Les Cas types de cybersécurité(Logiciel malveillant (malware))

Un logiciel malveillant peut être décrit comme un logiciel indésirable installé dans votre système sans votre consentement. Il peut s’attacher à un code légitime et se propager, se cacher dans des applications utiles ou se reproduire sur Internet. Voici quelques-uns des types de logiciels malveillants les plus courants :

·      Macro-virus – Ils infectent des applications comme Microsoft Word ou Excel. Les macro-virus s’attachent à la séquence d’initialisation de l’application. Lorsque l’application est ouverte, le virus exécute ses instructions avant de transférer le contrôle à l’application. Le virus se réplique et s’attache à d’autres codes du système informatique.

·      Infecteurs de fichiers – Ils s’attachent généralement à des codes exécutables, comme les fichiers .exe. Le virus est installé au chargement du code. Une autre version d’infecteur de fichiers s’associe à un fichier en créant un fichier de virus portant le même nom, mais avec une extension .exe. Ainsi, lorsque le fichier est ouvert, le code du virus s’exécute.

·      Infecteurs de système ou de secteur d’amorçage – Ils s’attachent au secteur d’amorçage principal des disques durs. Quand le système démarre, il consulte le secteur d’amorçage et charge le virus en mémoire, où celui-ci peut se propager à d’autres disques et ordinateurs.

·      Virus polymorphes – Ils se cachent dans divers cycles de chiffrement et de déchiffrement. Le virus chiffré et un moteur de mutation associé sont initialement déchiffrés par un programme de déchiffrement. Le virus infecte ensuite une zone de code. Le moteur de mutation développe alors une nouvelle procédure de déchiffrement, le virus chiffre le moteur de mutation et une copie du virus avec un algorithme correspondant à la nouvelle procédure de déchiffrement. Le package chiffré constitué du moteur de mutation et du virus est attaché au nouveau code, et le processus se répète. De tels virus sont difficiles à détecter, mais ils ont un haut niveau d’entropie en raison des nombreuses modifications de leur code source. Un logiciel antivirus ou des outils gratuits comme Process Hacker peuvent utiliser cette particularité pour les détecter.

·      Virus furtifs – Ils prennent le contrôle de certaines fonctions du système pour se dissimuler. Pour ce faire, ils compromettent les logiciels de détection des logiciels malveillants de telle sorte que ceux-ci signalent qu’une zone infectée n’est pas infectée. Ces virus masquent toute augmentation de la taille d’un fichier infecté ou toute modification de la date et de l’heure de la dernière modification du fichier.

·      Chevaux de Troie – Ce sont des programmes qui se cachent dans un programme utile et qui ont généralement une fonction malveillante. Une différence majeure entre les virus et les chevaux de Troie est que ces derniers ne se répliquent pas d’eux-mêmes. En plus de lancer des attaques contre un système, un cheval de Troie peut établir une porte dérobée qui peut être exploitée par des attaquants. Par exemple, un cheval de Troie peut être programmé pour ouvrir un port à numéro élevé afin que le pirate l’utilise pour écouter puis exécuter une attaque.
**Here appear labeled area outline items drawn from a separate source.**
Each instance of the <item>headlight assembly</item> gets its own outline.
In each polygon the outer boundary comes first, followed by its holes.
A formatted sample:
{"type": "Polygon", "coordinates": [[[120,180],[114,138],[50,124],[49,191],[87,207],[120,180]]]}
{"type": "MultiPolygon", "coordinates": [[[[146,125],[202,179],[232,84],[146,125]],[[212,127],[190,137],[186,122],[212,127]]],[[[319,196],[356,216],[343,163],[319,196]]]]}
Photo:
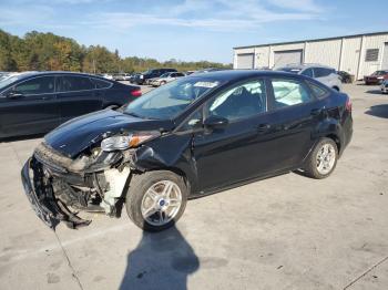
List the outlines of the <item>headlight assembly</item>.
{"type": "Polygon", "coordinates": [[[104,152],[124,151],[137,147],[144,142],[154,139],[161,135],[160,132],[139,132],[129,135],[119,135],[105,138],[101,142],[101,149],[104,152]]]}

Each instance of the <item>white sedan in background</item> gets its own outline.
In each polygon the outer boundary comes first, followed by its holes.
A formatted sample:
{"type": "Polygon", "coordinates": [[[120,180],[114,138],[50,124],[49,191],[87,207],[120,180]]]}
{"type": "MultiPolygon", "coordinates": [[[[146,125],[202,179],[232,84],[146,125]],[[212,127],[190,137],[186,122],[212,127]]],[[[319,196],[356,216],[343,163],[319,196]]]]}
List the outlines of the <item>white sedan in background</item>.
{"type": "Polygon", "coordinates": [[[180,73],[180,72],[167,72],[167,73],[162,74],[160,77],[155,77],[155,79],[150,80],[149,83],[152,86],[160,86],[160,85],[170,83],[172,81],[175,81],[176,79],[182,77],[182,76],[185,76],[185,74],[180,73]]]}

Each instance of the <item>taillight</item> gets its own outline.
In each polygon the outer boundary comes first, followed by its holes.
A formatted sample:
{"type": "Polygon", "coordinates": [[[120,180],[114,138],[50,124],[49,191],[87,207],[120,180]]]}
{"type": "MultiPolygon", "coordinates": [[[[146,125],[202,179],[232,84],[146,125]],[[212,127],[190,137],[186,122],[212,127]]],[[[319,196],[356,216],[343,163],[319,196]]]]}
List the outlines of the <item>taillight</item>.
{"type": "Polygon", "coordinates": [[[131,91],[131,95],[132,96],[141,96],[142,95],[142,90],[134,90],[134,91],[131,91]]]}
{"type": "Polygon", "coordinates": [[[346,100],[345,108],[346,111],[351,112],[351,101],[349,96],[346,100]]]}

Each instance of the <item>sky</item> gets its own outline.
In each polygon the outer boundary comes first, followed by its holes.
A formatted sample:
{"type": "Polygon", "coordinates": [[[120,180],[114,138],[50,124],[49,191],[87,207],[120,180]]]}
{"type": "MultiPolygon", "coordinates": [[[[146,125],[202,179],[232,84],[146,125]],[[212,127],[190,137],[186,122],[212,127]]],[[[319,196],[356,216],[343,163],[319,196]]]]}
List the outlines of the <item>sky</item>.
{"type": "Polygon", "coordinates": [[[0,29],[53,32],[124,58],[232,63],[234,46],[388,31],[386,8],[387,0],[0,0],[0,29]]]}

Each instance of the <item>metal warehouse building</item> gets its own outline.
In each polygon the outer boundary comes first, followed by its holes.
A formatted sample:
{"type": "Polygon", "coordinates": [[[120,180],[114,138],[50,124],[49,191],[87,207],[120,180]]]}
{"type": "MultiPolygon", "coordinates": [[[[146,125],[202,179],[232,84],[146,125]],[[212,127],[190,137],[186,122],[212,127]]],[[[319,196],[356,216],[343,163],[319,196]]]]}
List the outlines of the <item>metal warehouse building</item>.
{"type": "Polygon", "coordinates": [[[234,69],[279,68],[319,63],[363,79],[388,70],[388,31],[234,48],[234,69]]]}

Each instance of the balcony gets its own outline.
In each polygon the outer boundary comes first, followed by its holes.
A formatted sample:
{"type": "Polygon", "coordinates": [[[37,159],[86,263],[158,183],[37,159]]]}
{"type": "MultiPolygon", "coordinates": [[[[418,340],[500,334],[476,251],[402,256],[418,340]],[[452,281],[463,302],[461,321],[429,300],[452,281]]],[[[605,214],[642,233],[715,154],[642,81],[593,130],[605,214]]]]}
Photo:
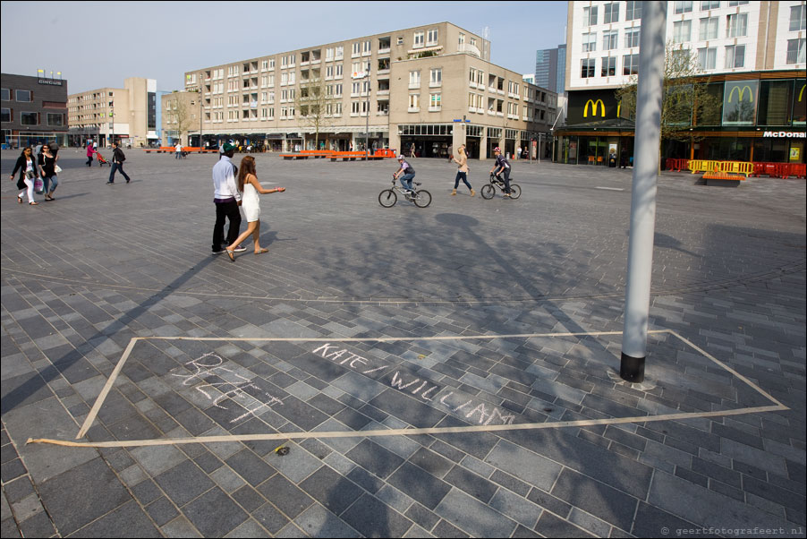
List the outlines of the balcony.
{"type": "Polygon", "coordinates": [[[479,47],[475,45],[471,45],[470,43],[463,43],[457,46],[457,52],[468,53],[473,55],[477,58],[482,57],[482,52],[479,49],[479,47]]]}

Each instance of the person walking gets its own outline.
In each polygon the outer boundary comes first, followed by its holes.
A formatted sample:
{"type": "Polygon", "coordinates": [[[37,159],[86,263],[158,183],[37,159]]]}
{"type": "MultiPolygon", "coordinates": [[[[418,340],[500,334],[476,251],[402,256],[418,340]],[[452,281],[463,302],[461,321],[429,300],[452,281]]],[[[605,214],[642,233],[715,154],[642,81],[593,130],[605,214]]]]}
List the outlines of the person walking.
{"type": "Polygon", "coordinates": [[[45,200],[55,201],[53,196],[54,191],[59,185],[59,177],[56,175],[56,161],[59,158],[54,152],[54,150],[46,144],[42,147],[42,153],[39,154],[39,175],[42,176],[42,182],[45,184],[45,200]]]}
{"type": "MultiPolygon", "coordinates": [[[[216,205],[213,254],[221,254],[225,252],[221,248],[225,239],[225,222],[228,219],[230,221],[230,227],[227,229],[227,246],[235,243],[241,228],[241,212],[238,210],[238,207],[241,205],[241,192],[235,183],[235,174],[238,169],[233,164],[234,155],[235,155],[235,146],[225,142],[225,145],[221,147],[218,162],[213,167],[213,203],[216,205]]],[[[246,251],[246,248],[237,245],[233,251],[242,252],[246,251]]]]}
{"type": "MultiPolygon", "coordinates": [[[[234,262],[235,261],[235,247],[241,242],[246,240],[251,235],[252,242],[255,244],[255,254],[268,252],[268,249],[260,246],[260,194],[268,194],[270,192],[283,192],[285,187],[276,187],[274,189],[264,189],[258,181],[258,175],[255,171],[255,158],[252,156],[244,156],[241,160],[241,169],[238,171],[238,191],[242,193],[241,207],[243,209],[244,217],[247,218],[247,229],[239,235],[232,244],[227,245],[227,256],[234,262]]],[[[244,248],[244,251],[246,248],[244,248]]]]}
{"type": "Polygon", "coordinates": [[[93,150],[92,142],[88,142],[87,143],[87,163],[85,163],[85,165],[87,165],[90,168],[92,168],[92,156],[95,153],[98,153],[98,151],[93,150]]]}
{"type": "Polygon", "coordinates": [[[465,155],[465,145],[463,144],[459,148],[457,148],[457,157],[454,158],[454,162],[457,164],[457,175],[454,179],[454,191],[451,192],[451,196],[454,196],[457,193],[457,187],[460,185],[460,180],[468,186],[468,189],[471,190],[471,196],[476,194],[476,191],[473,190],[473,187],[471,186],[471,184],[468,183],[468,156],[465,155]]]}
{"type": "Polygon", "coordinates": [[[109,171],[109,181],[106,182],[107,185],[115,184],[115,173],[118,170],[121,171],[121,174],[123,175],[123,177],[126,179],[126,183],[132,179],[129,177],[123,171],[123,161],[126,160],[126,156],[123,154],[123,150],[120,149],[120,142],[117,141],[113,141],[112,142],[112,170],[109,171]]]}
{"type": "Polygon", "coordinates": [[[28,203],[30,206],[37,206],[39,202],[34,200],[34,178],[37,177],[37,161],[33,157],[33,150],[30,146],[22,149],[22,153],[17,158],[14,164],[14,170],[11,174],[11,179],[14,179],[14,175],[20,171],[20,177],[17,179],[17,189],[21,189],[17,195],[17,203],[22,203],[22,195],[28,193],[28,203]]]}

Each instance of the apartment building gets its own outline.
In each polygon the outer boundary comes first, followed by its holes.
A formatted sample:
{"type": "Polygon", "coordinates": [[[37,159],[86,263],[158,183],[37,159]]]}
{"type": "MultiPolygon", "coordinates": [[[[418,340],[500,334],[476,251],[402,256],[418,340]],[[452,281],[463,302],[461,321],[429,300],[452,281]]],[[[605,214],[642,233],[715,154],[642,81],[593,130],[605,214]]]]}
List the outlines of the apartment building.
{"type": "Polygon", "coordinates": [[[67,143],[67,81],[53,76],[0,75],[4,148],[67,143]]]}
{"type": "Polygon", "coordinates": [[[422,157],[463,143],[473,158],[495,146],[514,152],[548,132],[555,94],[491,64],[489,51],[481,37],[440,22],[189,71],[184,90],[200,96],[200,117],[189,140],[284,151],[414,146],[422,157]]]}
{"type": "MultiPolygon", "coordinates": [[[[639,72],[641,2],[569,2],[568,116],[555,158],[607,162],[633,153],[633,124],[614,90],[639,72]]],[[[802,1],[667,2],[667,40],[692,55],[720,101],[717,121],[693,115],[691,141],[667,141],[662,157],[804,162],[805,9],[802,1]]]]}
{"type": "Polygon", "coordinates": [[[145,148],[158,143],[157,81],[131,77],[123,88],[101,88],[68,98],[71,144],[92,139],[109,146],[145,148]]]}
·      Bombe logique – Il s’agit d’un type de logiciel malveillant ajouté à une application et qui est déclenché par un événement spécifique, comme une condition logique ou une date et une heure spécifiques.

·      Vers – Ils diffèrent des virus en ce qu’ils ne s’attachent pas à un fichier hôte, ce sont des programmes autonomes qui se propagent sur les réseaux et les ordinateurs. Les vers se propagent généralement via les pièces jointes aux e-mails : l’ouverture de la pièce jointe active le programme du ver. Pour un exploit typique, le ver envoie une copie de lui-même à chaque contact e-mail de l’ordinateur infecté. En plus de mener des activités malveillantes, un ver qui se propage sur Internet et surcharge les serveurs de messagerie peut entraîner des attaques par déni de service contre des nœuds du réseau.

·      Injecteurs – Ce sont des programmes utilisés pour installer des virus sur les ordinateurs. Dans de nombreux cas, l’injecteur n’est pas infecté par un code malveillant et peut donc ne pas être détecté par un logiciel antivirus. Un injecteur peut également se connecter à Internet et télécharger des mises à jour de logiciel antivirus se trouvant sur un système compromis.

·      Rançongiciels (ransomware) – Il s’agit d’un type de logiciel malveillant qui bloque l’accès aux données de la victime et menace de les publier ou de les supprimer à moins qu’une rançon ne soit versée. Si un rançongiciel simple peut verrouiller le système d’une manière qui n’est pas difficile à réparer pour une personne bien informée, un rançongiciel plus avancé utilisera une technique appelée extorsion crypto virale, qui chiffre les fichiers de la victime de manière à les rendre presque impossible à récupérer sans la clé de déchiffrement.